|
|
To add a forecast, choose the Add Forecast command from
the Forecast menu. The dialog shown below is presented. The
field at the top shows the location on the worksheet of the
upper left corner of the forecast display. This option allows
an arbitrary placement of the forecast display and several
forecasts may be placed on the same worksheet.
|
|
|
The Name field determines named ranges on
the worksheet. This name must be unique for different
forecasts. It must start with a letter and include no
spaces or punctuation.
The Data Columns field specifies the number
of individual time series that will be placed on the
display. It might be useful to have more than one if
the user has a several series to be simultaneously tracked
such as the stock prices in a portfolio or the sales
volumes for different products. Each time series will
have a separate forecast.
The Time Horizon is the number of
periods to be included in the series.

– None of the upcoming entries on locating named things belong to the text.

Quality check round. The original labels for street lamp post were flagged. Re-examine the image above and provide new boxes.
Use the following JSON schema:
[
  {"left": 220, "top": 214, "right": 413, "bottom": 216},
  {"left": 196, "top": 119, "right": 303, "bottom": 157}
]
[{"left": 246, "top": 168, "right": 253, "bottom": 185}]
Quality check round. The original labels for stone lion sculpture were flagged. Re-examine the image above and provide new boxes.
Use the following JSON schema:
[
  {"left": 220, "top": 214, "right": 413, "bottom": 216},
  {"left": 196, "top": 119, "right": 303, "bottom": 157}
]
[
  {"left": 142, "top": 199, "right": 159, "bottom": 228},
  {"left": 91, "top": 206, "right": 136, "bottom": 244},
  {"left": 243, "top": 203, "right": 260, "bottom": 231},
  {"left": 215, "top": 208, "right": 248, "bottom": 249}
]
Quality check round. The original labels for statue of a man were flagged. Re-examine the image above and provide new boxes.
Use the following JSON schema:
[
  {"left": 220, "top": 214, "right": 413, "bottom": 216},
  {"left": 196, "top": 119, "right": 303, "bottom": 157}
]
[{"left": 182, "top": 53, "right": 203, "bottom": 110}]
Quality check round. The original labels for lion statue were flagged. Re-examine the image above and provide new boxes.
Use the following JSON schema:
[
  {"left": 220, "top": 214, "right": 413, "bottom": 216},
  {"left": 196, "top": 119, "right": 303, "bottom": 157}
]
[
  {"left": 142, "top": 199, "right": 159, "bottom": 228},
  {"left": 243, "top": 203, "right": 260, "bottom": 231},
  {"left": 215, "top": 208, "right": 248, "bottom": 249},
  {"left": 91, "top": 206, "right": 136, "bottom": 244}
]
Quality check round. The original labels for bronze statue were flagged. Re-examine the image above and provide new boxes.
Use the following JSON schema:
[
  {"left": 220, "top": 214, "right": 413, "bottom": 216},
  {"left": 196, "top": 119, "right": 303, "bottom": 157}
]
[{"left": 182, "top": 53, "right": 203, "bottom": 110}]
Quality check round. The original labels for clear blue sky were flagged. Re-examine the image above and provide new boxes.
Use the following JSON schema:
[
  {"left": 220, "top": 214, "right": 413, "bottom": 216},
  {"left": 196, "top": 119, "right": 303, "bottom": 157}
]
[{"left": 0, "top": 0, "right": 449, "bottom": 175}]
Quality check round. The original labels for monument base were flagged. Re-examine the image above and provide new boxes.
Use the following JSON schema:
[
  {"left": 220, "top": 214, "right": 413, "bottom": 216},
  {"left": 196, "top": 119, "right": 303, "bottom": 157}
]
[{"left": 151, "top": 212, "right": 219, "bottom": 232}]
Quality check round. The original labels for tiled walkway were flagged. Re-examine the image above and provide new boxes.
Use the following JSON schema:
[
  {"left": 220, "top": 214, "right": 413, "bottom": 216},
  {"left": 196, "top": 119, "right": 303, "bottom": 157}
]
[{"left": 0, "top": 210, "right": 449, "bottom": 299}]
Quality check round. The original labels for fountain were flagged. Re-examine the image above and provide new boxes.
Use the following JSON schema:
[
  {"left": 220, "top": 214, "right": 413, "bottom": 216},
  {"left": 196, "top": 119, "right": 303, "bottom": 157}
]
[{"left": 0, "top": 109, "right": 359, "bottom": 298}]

This number can
be changed using the Change command. The History is
the number of periods of data used to obtain the first
forecast. All the methods require this warm-up period
to obtain valid forecasts. This history is important
because it limits several features of the forecast. For
instance the number of observations in a moving average
and the number of observations in a regression forecast
are limited to the number of periods in the history.
The forecast interval is also limited by the history.
|
|
|
A nonzero entry in the Extra Data Columns field will
cause the add-in to create extra columns that are placed to
the left of the data columns. These might be useful for holding
associated information related to the data. For example on
the Investments page we
use a single extra data column to hold the dates associated
with closing stock prices.
A nonzero entry in the Extra Results Columns field
will cause the add-in to create extra columns in the display
that appear to the right of the forecasts. These might be useful
for additional processing of the forecasts. This is illustrated
on the Investments page
where we use several extra columns to make stock buy and sell
decisions.
When the Simulate button is checked, data will be
simulated using Monte Carlo simulation. The results are similar
to the Simulation command on the forecast menu, but
the data placed on the worksheet is fixed, rather than controllable
through simulation parameters.
When the Freeze Panes button is checked, the worksheet
window is divided into four sections and the panes are frozen.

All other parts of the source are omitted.